Language barriers contribute to the health disparities that persist in racial and ethnic minorities, even as the health of the general U.S. population improves. “There is a strong relationship between the quality of interpretation that is provided to limited English proficiency individuals and the quality of care that is delivered,” said Dr. Garth Graham, deputy assistant secretary for minority health at the U.S. Department of Health and Human Services.

“I know it is a problem,” said Denise Rivera, who coordinates a breast cancer support program for the Hispanic Health Council. Women frequently have no idea of the side effects they’ll experience with chemotherapy, Rivera said. She’s also seen teenage daughters act as interpreters and, in one hospital, a Portuguese-speaking nurse called upon to translate for Spanish speakers.

All the hospitals interviewed for this story use at least some telephone interpretation. These pay-per-minute services provide a translator for the patient via telephone. “In person is always a good thing,” said Patti LaMonica, director of emergency services and clinical services at St. Francis Hospital.

But telephone interpretation is often the quickest option to get services for patients who speak unusual languages, especially in an emergency, she said. When the Connecticut Multicultural Health Partnership polled community health centers, all the responding institutions used some telephonic interpretation.

Felicia Diaz, of the Naugatuck Valley Project, a Waterbury-based social action group, said that her friends don’t like to use telephone interpretation because “you don’t know who’s on the other end.” Women often complain that they come up with additional questions after the call has ended, said Rivera.

Does good interpretation save money? There hasn’t been enough data collected to prove that, according to Ann Bagchi, a researcher at Mathematica Policy Research who studied the issue for the Connecticut Health Foundation.

The research on quality, however, is clear. “If care can be better, it’s kind of shortsighted to say: We’re not going to make this investment,” said Bagchi.

Standardize Training

So just how good does interpretation have to be – practically and legally? There are federal guidelines about the proficiency of interpreters, but according to Mara Youdelman, an attorney with the advocacy group National Health Program, enforcement is rare.  Many patients don’t know their rights or are afraid to complain because of their immigration status, she said.
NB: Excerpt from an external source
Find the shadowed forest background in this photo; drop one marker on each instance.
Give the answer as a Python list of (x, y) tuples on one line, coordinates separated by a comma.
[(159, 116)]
Standardized training for interpreters would raise quality, said Graham of HHS. Maritza Rosado directs a program that trains medical interpreters at the Eastern Area Health Education Center in Jewett City. “Anyone can say they are bilingual,” said Rosado. Even fluency in conversational speech does not do the job. “A person may not be equipped to understand medical terminology,” she said. For interpreters who complete her 40-hour training, Rosado encourages continued study for national certification.
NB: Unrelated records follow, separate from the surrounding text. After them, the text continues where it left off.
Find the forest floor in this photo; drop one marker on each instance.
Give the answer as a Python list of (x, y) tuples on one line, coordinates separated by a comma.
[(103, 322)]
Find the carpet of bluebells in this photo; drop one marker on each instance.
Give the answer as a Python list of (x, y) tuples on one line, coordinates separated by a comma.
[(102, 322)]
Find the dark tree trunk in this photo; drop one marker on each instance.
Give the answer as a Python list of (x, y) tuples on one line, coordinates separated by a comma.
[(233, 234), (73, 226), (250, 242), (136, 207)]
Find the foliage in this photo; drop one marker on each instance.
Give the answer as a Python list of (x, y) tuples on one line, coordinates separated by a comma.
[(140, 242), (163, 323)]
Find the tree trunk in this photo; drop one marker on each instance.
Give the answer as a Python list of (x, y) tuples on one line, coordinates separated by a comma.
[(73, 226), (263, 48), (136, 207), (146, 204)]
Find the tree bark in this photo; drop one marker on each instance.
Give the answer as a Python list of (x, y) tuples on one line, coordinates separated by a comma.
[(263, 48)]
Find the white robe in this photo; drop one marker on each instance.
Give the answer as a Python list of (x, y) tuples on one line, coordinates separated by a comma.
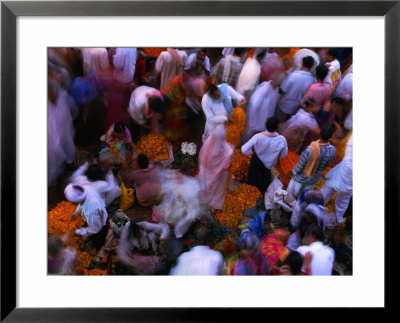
[(168, 66), (216, 112), (262, 105), (124, 62)]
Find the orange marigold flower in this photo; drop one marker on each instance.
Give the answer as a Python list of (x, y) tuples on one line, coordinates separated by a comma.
[(59, 219), (155, 146)]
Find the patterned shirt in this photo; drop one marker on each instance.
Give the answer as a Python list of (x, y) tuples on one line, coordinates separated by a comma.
[(327, 154)]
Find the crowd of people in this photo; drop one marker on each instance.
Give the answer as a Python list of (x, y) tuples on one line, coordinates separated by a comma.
[(287, 110)]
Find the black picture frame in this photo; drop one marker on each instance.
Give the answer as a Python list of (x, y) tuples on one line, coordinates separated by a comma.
[(10, 10)]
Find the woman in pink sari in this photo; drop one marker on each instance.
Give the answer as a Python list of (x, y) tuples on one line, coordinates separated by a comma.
[(214, 161)]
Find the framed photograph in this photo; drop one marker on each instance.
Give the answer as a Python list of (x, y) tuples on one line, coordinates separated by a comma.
[(29, 29)]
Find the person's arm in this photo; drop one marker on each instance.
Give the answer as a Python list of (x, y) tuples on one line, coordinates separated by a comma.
[(304, 157), (235, 95), (80, 171), (247, 148), (284, 150)]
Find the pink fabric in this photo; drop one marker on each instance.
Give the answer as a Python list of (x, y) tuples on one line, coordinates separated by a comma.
[(214, 161), (320, 92)]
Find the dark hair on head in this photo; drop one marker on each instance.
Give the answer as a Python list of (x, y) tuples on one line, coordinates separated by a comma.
[(308, 62), (267, 217), (143, 161), (295, 262), (321, 71), (155, 103), (310, 101), (326, 132), (272, 123), (94, 173), (212, 88), (315, 231), (333, 52), (119, 127), (238, 51), (134, 229), (338, 100), (262, 54)]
“Even though we’ve been active for five years, a lot of people out there don’t know (about their interpretation rights),” Diaz said. “On top of it, people don’t have confidence.” Diaz works with The Naugatuck Valley Project to do role-playing exercises with Latino women to empower them to insist on an interpreter.

When Wagner drops her mother off and returns to work, her bilingual abilities will come into play again. Spanish-speaking customers come into the pharmacy where she works with questions about their prescriptions. “They won’t even know what the medicine they’re taking is for,” she says. Fortunately, her own mother never has to visit a doctor without language help.

Wagner and Pecunia leave the surgeon’s office hand-in-hand. The exam has gone well, and LaVorgna clarified some of the finer points of Medicare coverage for mammograms, which will help Wagner schedule her mother’s next test.  “Everything’s good,” Pecunia declares.

 

 

One thought on “Interpreters: Need Grows But No Funding In CT

  1. Just a small correction when you referred to the patient’s daughter “translating” back and forth from her mom to the physician. The patient’s family member is interpreting. Translating refers to the written word. Great article. In my opinion, not having an interpreter present at a medical appointment is like trying to do surgery in the dark.